GIS based system aids PartIIA management
This case study from AEA Technology reports on the hands-on experience of Leeds City Council using GroundView, which is stated to be the most widely used GIS based tool to help Local Authorities manage their obligations under Part IIA of the Environmental Protection Act 1990. The system has been is use for more than five years and there are now close to 50 users up and down the country from all types of environments including London Boroughs, industrial cities as well as rural boroughs and districts.
The system saves vast amounts of officer time in carrying out the Part IIA process and allows far easier scrutiny of the data by others. GroundView exists as a database linked to GIS (either MapInfo or ArcView/SrcGIS) and enables LAs to manage, store and report on Part IIA relevant information far more effectively. In addition, it contains a fully flexible prioritisation system. The prioritisation method is based on using standard GIS information and a user-definable scoring system for sources, pathways and receptors.
The Part IIA inspection strategy for Leeds is available of their web site at http://www.leeds.gov.uk/downloads/2002222_61239261.pdf. The document was originally prepared by Lucy McLellan although the work is currently being run by Neil Webber and Stella Cassidy.
Leeds City is the UK’s second largest Metropolitan district by population and is situated approximately 100km from both the east and west coasts of the UK.
From Leeds’ beginnings in 1322 the city was transformed by the industrial revolution of the eighteenth and nineteenth centuries, a process which was stimulated by a host of local inventors and the pioneering use of steam. New industries then found a home in Leeds including chemicals, glassworks, potteries and brickworks along with the vital engineering to make all the machinery. In 1758 the Middleton Railway brought coal to the city centre and in 1770 the Leeds- Liverpool canal was opened to service the burgeoning industry in particular leather and cloth making. In the latter decades of the eighteenth century cloth making became the dominant industry in Leeds. During the nineteenth century the industrialisation continued and included foundries to produce much-needed iron and railways, which were an essential component of the transport infrastructure. With the advent of the first and second world wars Leeds industrial portfolio increased to the production of explosives and munitions. All of this led, in the 1970s, to a peak in the population of Leeds at 750,000. During the 1980s, however, the manufacturing capacity of Leeds suffered something of a blow with the collapse of manufacturing. Many sites were left derelict until Leeds began to rejuvenate itself in the 1990s. Today Leeds is again a growing city with more than 60% of its people working in the service sector although there is still a strong foothold in manufacturing. Leeds City Council has been using GroundView (Arcview 3.x version) for its management of the Part IIA process since March 2001 ). One of the key issues for Leeds has been developing a prioritisation scoring system, which is meaningful to it.
The data Leeds have used for the prioritisation has been as shown (top right).
Pathways have not been used so far. These are however likely to be considered in the future as Leeds wishes to consider sites where receptors are adjacent to sources but not directly overlapping. In these cases there is likely to be some risk.
The initial approach used by Leeds was to adopt a scoring system of 1-5 for sources. These scores were assigned to site types as detailed in the Leeds strategy (Appendix D).
For receptors however a scoring system of 1-4 was adopted.
Initially runs were conducted using this scoring system and variations of it. The results are shown as colour coded images on the GIS which are produced in addition to a tabular listing of sites and scores.
In Image A there are two sites called 1 and 2. Site 1 exists as a source, which coincides with two receptors, whereas site 2 has only one receptor and yet in the two results the two sites appear to be similarly scored.
This was the key issue for the team at Leeds – to create much more of a spread of scores between sites to provide more resolution in the prioritisation. In order to achieve this Leeds moved from adding of scores to multiplying them.

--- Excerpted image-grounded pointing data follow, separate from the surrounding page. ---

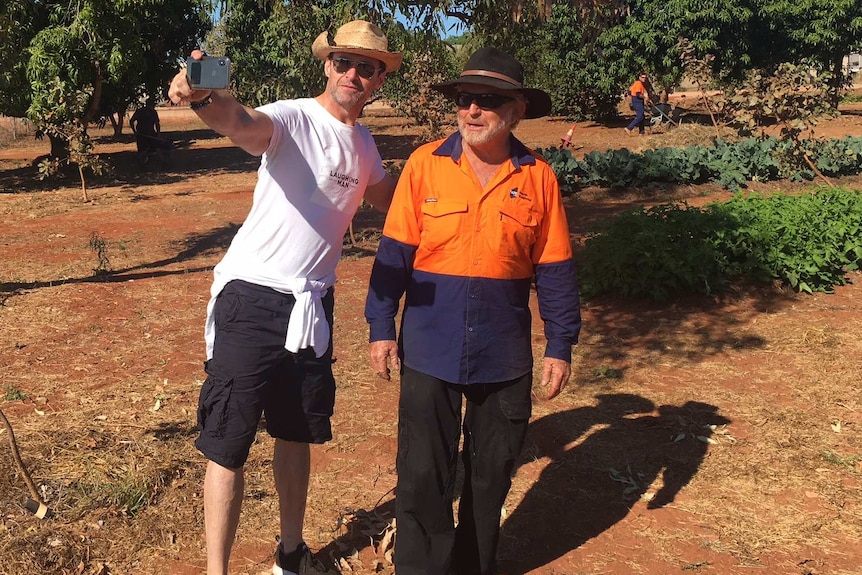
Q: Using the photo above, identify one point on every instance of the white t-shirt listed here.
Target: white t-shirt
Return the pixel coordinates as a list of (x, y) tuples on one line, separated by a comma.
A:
[(310, 183)]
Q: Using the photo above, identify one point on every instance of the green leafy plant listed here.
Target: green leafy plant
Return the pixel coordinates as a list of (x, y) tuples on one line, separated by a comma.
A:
[(792, 97), (808, 242), (730, 164)]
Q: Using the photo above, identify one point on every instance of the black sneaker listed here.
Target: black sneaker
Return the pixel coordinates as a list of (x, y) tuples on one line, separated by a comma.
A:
[(299, 561)]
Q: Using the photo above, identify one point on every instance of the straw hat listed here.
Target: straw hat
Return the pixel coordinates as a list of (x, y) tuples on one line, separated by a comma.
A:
[(493, 67), (358, 37)]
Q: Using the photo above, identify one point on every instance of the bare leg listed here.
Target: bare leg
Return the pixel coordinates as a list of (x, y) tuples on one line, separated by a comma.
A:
[(291, 465), (223, 489)]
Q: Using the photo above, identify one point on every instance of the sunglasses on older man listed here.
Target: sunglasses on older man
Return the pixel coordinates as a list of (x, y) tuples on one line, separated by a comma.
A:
[(343, 65), (484, 101)]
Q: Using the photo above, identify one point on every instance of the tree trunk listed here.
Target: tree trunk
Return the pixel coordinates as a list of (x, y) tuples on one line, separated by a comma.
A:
[(836, 83), (117, 123)]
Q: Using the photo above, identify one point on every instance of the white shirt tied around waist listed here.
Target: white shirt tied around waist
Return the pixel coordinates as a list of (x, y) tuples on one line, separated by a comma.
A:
[(307, 326)]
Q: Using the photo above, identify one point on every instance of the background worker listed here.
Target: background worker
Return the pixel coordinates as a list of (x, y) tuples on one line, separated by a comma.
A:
[(269, 320), (474, 219), (640, 100)]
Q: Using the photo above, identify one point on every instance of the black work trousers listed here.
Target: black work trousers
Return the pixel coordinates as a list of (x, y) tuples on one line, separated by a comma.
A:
[(429, 429)]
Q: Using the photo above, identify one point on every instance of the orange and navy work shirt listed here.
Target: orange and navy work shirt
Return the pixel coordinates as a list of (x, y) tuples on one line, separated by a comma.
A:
[(638, 90), (464, 257)]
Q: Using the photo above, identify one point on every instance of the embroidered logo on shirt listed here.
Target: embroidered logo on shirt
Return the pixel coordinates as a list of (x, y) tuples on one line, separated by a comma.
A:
[(343, 180)]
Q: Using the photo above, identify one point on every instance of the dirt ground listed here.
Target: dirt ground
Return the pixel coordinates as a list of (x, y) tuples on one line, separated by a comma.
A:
[(709, 435)]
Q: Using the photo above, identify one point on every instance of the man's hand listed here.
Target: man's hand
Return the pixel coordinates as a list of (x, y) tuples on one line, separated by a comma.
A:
[(181, 92), (383, 355), (555, 375)]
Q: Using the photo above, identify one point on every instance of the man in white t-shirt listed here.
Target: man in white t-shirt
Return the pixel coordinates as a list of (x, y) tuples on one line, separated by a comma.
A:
[(269, 322)]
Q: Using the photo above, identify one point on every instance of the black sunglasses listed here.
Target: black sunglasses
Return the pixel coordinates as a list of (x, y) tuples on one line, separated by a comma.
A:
[(484, 101), (343, 65)]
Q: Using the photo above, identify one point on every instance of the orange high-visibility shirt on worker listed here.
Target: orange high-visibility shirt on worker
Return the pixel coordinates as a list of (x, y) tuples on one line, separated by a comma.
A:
[(465, 255), (638, 90)]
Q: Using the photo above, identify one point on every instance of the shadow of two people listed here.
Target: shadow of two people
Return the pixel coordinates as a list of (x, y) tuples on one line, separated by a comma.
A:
[(602, 459)]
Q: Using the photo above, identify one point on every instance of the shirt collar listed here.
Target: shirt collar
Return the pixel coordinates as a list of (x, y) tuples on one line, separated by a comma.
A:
[(453, 147)]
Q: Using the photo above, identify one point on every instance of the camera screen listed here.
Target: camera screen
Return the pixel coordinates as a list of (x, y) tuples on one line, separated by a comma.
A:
[(195, 72)]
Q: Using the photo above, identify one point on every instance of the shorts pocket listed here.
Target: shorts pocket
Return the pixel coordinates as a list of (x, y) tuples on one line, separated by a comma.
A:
[(226, 307), (213, 407)]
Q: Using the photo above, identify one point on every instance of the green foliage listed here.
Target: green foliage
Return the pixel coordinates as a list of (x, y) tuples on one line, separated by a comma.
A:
[(730, 165), (66, 64), (655, 253), (269, 65), (427, 60), (808, 242)]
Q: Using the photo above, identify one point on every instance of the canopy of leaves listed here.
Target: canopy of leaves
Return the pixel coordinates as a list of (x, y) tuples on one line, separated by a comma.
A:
[(111, 51)]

The ability to multiply scores between sites is now a standard feature.
Also key was the need to create a natural skew to sites where human beings were present as the receptor. To this end Leeds arrived at a scoring system for receptors using the following approach.
This was arrived at to ensure that any site where there were human receptors being impacted would score more highly that other sites. So, for example, an area where a source polygon had been identified on four epochs of maps (ie four source scores) but which would only impact buildings or groundwater, still would score lower than a single source polygon impacting on human beings. The use of multiplication, together with a modification of scores both for receptors (as shown above) and sources, gave a better spread among this same data as shown in image B.
The overall approach enabled Leeds to focus on top 100 scoring areas and to see how these scores coincided with sites. Further information is then gathered on these areas.